In the adjoining dining room there’s a full spread of English hors d’oeuvres surrounding a traditional English wedding cake. Yes, we’re gathering to watch the royal wedding together.
Many have done their best to avoid any news or photos of the wedding up before the party. Unfortunately, I failed to realize that the royal wedding dress would be all over the sewing blogs that day. So, I’ve not only seen the dress, but I’ve read about the fabric used, the methods of construction, the designer, the importance of the style, the historical implications, and more. I don’t feel guilty at all. These are the kind of details that I want, and I’m not going to learn them just from watching the wedding.
We laugh and share stories as the evening progresses. Everyone has their favorite fascinator, favorite outfit, favorite celebrity, favorite moment. There are also some least favorites in there as well.
We see the kiss on the balcony. And then the second! The evening wanes. We cut our own wedding cake, get in a few more laughs, then say our good byes.
Watching with friends was a fabulous way to mark the historical event. Another way? By making my own fabulous something using the same lace that was used in the royal dress. No, I’m not just dreaming. My favorite fabric store has the royal wedding lace for sale – both the lace used on the top and the lace used on the hem.
Both are expensive at $225 a yard.

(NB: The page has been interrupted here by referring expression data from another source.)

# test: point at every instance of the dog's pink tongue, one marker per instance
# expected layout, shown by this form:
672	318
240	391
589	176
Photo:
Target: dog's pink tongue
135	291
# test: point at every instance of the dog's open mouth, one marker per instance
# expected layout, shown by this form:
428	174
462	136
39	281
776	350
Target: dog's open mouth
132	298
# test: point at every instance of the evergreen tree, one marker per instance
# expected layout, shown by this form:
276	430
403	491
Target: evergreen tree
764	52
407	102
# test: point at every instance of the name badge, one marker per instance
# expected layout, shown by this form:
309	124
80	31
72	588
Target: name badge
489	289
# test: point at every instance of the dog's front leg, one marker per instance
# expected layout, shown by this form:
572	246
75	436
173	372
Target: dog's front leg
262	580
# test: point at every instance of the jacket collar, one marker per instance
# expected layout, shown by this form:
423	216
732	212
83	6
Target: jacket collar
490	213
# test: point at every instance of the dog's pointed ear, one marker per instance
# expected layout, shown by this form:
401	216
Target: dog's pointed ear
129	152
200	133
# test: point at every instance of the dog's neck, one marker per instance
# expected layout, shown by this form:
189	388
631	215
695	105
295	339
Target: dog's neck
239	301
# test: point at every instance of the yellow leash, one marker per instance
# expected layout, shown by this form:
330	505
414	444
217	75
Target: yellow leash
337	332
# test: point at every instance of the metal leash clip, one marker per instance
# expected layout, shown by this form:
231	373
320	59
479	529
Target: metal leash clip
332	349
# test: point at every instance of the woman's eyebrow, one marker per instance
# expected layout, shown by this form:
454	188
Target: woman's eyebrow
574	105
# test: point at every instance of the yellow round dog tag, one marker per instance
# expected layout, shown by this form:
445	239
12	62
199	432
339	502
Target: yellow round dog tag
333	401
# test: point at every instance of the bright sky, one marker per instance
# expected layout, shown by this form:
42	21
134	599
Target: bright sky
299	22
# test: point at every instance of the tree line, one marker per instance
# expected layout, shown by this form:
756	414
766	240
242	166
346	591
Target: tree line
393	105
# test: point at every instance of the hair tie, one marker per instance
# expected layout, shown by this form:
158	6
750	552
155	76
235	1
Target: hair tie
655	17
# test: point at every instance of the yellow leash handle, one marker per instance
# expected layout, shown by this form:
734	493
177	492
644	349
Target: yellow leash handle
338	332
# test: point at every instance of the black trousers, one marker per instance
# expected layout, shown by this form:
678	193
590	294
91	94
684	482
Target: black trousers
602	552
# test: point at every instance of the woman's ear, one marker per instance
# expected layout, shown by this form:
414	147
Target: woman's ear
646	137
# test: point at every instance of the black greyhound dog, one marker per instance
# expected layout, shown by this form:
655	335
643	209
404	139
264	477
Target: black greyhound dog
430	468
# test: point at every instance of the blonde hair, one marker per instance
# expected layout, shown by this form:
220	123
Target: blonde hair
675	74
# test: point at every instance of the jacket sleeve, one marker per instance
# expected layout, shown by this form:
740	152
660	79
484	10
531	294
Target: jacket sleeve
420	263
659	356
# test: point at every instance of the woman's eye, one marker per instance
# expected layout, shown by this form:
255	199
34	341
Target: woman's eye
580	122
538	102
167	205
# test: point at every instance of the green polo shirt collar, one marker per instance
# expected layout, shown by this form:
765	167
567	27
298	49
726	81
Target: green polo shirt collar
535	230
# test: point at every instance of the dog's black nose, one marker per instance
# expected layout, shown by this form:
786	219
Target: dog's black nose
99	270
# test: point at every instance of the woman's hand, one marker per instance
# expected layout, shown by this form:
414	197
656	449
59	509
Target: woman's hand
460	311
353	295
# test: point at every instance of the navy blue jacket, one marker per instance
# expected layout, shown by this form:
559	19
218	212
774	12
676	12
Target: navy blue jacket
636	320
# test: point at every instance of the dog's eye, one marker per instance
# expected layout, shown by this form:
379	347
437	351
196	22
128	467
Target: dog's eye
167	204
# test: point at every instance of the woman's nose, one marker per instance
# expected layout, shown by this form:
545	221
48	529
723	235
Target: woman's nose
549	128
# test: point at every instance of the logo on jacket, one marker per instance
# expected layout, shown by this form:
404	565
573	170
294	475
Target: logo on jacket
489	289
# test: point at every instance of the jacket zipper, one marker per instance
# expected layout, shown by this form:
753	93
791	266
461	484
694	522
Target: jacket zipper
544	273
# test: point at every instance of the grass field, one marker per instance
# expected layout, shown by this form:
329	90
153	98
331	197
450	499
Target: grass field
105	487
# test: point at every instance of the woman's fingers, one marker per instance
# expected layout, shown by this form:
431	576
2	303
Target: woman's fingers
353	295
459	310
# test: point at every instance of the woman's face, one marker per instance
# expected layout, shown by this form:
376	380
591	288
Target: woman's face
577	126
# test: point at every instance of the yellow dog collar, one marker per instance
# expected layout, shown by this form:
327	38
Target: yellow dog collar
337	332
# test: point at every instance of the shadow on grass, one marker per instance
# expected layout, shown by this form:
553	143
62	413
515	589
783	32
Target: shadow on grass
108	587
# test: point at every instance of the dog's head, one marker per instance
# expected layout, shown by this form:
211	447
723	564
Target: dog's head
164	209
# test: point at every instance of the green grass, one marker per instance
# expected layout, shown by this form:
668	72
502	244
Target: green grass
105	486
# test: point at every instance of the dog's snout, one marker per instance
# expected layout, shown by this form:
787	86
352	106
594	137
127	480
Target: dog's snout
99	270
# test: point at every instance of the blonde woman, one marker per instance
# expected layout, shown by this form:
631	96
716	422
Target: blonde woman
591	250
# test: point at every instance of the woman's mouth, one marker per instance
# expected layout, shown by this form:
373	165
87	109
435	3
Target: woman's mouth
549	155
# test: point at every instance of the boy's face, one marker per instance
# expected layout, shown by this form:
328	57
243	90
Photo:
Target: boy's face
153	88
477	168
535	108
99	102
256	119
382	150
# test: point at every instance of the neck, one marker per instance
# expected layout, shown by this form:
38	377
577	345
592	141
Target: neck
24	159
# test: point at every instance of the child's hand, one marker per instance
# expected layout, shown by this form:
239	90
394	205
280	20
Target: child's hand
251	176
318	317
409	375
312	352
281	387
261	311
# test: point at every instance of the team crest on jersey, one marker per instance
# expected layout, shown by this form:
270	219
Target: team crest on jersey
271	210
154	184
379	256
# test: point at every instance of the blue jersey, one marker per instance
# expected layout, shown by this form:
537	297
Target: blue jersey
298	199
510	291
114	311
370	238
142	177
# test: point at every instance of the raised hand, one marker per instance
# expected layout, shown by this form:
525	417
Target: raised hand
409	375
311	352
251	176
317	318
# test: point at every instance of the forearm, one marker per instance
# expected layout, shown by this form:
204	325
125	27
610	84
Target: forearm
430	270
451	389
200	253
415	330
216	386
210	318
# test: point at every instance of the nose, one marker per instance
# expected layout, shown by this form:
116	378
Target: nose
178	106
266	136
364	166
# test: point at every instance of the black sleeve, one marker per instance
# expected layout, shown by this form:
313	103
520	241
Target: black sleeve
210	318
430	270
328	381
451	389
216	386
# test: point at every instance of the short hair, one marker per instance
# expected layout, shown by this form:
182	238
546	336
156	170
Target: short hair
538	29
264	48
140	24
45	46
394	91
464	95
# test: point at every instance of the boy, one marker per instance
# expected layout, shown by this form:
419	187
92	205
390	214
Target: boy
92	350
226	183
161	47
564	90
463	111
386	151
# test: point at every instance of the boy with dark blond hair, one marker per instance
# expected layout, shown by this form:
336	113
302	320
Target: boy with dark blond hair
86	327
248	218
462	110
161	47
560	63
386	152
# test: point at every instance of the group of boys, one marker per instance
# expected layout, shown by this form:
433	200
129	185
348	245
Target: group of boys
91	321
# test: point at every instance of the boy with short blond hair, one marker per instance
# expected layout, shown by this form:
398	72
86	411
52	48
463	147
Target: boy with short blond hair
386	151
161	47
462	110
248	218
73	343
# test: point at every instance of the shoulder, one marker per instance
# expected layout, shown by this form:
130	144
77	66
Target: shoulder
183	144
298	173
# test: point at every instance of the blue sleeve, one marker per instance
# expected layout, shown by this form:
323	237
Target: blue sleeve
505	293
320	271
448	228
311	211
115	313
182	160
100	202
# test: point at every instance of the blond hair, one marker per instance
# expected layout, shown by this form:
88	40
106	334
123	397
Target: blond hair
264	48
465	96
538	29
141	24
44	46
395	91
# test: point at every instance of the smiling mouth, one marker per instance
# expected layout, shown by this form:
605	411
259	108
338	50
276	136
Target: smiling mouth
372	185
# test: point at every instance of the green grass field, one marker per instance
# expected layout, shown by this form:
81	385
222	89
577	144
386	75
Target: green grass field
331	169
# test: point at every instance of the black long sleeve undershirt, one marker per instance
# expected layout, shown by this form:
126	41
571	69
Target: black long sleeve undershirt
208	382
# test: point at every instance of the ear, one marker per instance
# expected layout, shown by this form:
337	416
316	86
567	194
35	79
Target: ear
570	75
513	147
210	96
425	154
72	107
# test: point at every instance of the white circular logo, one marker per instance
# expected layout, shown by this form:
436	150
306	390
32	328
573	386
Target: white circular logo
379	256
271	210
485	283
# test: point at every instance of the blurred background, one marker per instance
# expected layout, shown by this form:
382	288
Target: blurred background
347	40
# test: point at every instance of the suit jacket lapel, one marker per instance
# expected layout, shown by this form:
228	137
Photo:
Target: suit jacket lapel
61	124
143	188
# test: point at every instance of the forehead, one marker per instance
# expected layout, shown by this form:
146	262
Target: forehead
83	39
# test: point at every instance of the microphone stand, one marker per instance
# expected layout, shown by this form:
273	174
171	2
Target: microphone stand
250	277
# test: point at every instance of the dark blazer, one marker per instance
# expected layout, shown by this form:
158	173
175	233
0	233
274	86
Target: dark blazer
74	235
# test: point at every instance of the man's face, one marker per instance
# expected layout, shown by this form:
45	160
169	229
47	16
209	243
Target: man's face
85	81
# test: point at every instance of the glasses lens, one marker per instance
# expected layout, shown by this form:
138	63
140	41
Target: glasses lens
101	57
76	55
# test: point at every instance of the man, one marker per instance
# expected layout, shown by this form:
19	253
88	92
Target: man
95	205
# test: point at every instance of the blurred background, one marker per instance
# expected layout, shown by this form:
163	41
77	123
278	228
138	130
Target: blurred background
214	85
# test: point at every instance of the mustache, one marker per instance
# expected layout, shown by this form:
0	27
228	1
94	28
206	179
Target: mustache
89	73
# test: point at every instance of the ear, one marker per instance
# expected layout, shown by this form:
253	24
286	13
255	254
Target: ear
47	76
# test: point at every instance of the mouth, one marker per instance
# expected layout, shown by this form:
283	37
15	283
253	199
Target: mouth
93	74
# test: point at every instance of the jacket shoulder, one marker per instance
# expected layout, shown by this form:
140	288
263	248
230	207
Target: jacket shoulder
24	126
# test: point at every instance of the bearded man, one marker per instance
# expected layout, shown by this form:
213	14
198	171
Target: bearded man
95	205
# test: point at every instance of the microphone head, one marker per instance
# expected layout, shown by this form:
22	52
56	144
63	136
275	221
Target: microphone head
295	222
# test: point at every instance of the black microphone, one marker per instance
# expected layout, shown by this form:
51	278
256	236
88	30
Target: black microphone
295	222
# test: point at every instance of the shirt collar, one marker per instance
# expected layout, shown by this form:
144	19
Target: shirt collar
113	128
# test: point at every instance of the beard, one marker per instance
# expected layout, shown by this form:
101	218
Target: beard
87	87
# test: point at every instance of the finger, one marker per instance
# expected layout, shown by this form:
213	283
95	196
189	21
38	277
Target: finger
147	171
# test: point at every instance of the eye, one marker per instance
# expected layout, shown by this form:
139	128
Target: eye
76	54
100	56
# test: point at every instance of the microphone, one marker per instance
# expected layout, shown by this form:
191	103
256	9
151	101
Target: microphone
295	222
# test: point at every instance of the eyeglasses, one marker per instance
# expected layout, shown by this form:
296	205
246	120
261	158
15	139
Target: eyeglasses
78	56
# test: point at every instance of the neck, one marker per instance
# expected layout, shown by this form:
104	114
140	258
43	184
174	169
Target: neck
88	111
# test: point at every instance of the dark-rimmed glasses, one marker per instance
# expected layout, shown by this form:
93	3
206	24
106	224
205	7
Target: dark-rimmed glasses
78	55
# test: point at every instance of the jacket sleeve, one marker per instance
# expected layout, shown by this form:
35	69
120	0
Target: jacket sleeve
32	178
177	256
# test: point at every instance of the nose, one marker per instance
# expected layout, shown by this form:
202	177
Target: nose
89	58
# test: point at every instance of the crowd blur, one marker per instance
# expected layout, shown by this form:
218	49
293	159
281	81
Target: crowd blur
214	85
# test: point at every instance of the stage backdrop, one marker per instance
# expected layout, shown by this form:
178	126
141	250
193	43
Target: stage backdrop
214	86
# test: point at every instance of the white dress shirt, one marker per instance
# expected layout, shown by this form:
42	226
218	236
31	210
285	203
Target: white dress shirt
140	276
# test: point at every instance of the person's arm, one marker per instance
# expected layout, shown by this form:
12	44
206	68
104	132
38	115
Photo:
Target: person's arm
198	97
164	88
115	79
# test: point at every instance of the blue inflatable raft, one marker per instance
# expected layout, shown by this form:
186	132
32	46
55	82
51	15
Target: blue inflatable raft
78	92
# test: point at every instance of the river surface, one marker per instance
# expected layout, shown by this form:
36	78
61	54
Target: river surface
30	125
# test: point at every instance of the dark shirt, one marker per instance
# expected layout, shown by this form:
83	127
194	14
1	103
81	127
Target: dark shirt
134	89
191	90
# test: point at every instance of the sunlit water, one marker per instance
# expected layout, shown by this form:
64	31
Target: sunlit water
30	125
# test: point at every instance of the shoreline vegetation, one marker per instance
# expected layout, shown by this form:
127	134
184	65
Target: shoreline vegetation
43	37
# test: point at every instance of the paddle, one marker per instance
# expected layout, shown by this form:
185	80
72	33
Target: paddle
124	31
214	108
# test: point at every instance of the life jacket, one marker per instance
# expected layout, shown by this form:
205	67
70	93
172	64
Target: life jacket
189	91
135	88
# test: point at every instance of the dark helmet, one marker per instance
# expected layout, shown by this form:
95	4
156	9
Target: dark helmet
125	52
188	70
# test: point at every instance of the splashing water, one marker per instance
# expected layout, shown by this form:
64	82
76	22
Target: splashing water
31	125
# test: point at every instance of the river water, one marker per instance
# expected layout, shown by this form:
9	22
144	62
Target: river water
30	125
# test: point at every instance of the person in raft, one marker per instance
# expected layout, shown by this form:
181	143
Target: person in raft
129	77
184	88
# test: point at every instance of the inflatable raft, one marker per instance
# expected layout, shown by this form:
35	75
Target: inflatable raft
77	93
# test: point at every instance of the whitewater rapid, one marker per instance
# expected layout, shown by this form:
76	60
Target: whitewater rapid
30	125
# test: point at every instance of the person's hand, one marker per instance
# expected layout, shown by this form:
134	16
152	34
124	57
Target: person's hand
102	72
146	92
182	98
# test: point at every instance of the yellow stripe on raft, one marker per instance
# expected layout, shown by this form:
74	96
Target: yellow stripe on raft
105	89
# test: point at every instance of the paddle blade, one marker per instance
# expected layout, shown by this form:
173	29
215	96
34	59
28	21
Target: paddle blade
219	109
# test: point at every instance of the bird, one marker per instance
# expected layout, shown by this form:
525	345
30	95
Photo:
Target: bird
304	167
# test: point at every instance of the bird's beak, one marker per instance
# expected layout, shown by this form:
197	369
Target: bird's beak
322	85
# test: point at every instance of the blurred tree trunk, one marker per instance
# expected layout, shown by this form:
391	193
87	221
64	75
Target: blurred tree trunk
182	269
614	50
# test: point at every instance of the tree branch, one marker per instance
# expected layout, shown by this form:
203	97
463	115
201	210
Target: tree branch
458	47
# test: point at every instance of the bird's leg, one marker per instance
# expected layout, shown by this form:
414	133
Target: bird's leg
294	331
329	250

But, this dress and these laces are destined to become part of history, and the quality of work that went into them has to be outstanding. Both laces are available in black, red, or the bridal soie. I imagine paying homage to the original creation by making a bolero from the soie. I would wear it over brightly colored strapless dresses at summer weddings.
Are you inspired by these royal laces? What will you make?